A historic marker detailing Garcia’s life and accomplishments stands a few feet away from the statue located next to the entrance to the library.
Marisol Vidales, 36, grew up in Brownsville but before she moved to Mercedes in 2012 to become the library director she also had never heard of Garcia and the impact he had on people not only here in the Rio Grande Valley but nationwide.
“Being that close I had no knowledge of this person, yet I learned about everybody else, all these other important figures … but not him” Vidales said. “I couldn’t believe I had never heard of this man who had done so much.”
Vidales said she immediately began looking for books she could purchase to have at the library about Garcia but came up empty handed finding only a few history books that briefly mentioned him.

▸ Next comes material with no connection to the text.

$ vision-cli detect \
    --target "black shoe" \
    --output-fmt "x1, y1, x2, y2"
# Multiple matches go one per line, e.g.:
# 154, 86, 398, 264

As of Tuesday, there were only two books about Garcia in a library named after him. One of those books “The Inspiring Life of Texan Hector P. Garcia” was published earlier this year by his daughter, Cecilia Garcia Akers.
“I am happy that she put that book out because there just wasn’t much available prior to her book. I think there is one other,” Vidales said.
Akers said she has been planning to visit her father’s Memorial library for a book signing next month. She currently lives in Corpus Christi where her father spent most of his life practicing medicine and raising her and the rest of her brothers and sisters.
In 2005 she started the Hector P. Garcia Memorial Foundation whose mission is to expand awareness of Garcia’s legacy and the continued relevance of his flight for equal rights for all.
“So it was a promise to my mother that we would do we needed to do to because she was very concerned that nobody knew who he was and me and my husband promised her and that’s what we do as a foundation,” Akers said.
The foundation awards several scholarships every year and is working with Texas A&M to digitize more than 5,000 photographs and documents to help make her father’s history available worldwide. She said they are also scheduled to open a clinic named after him in January.
She said her father taught her and her siblings many things throughout his lifetime including the importance of public servitude, the power of education but the most important lesson was the importance of treating people as equals.
“It’s been 20 years since he’s passed away, but I can look around and recognize all the things he did to make this a better country,” Akers said. “But the most important thing he taught me was to treat everyone the same.”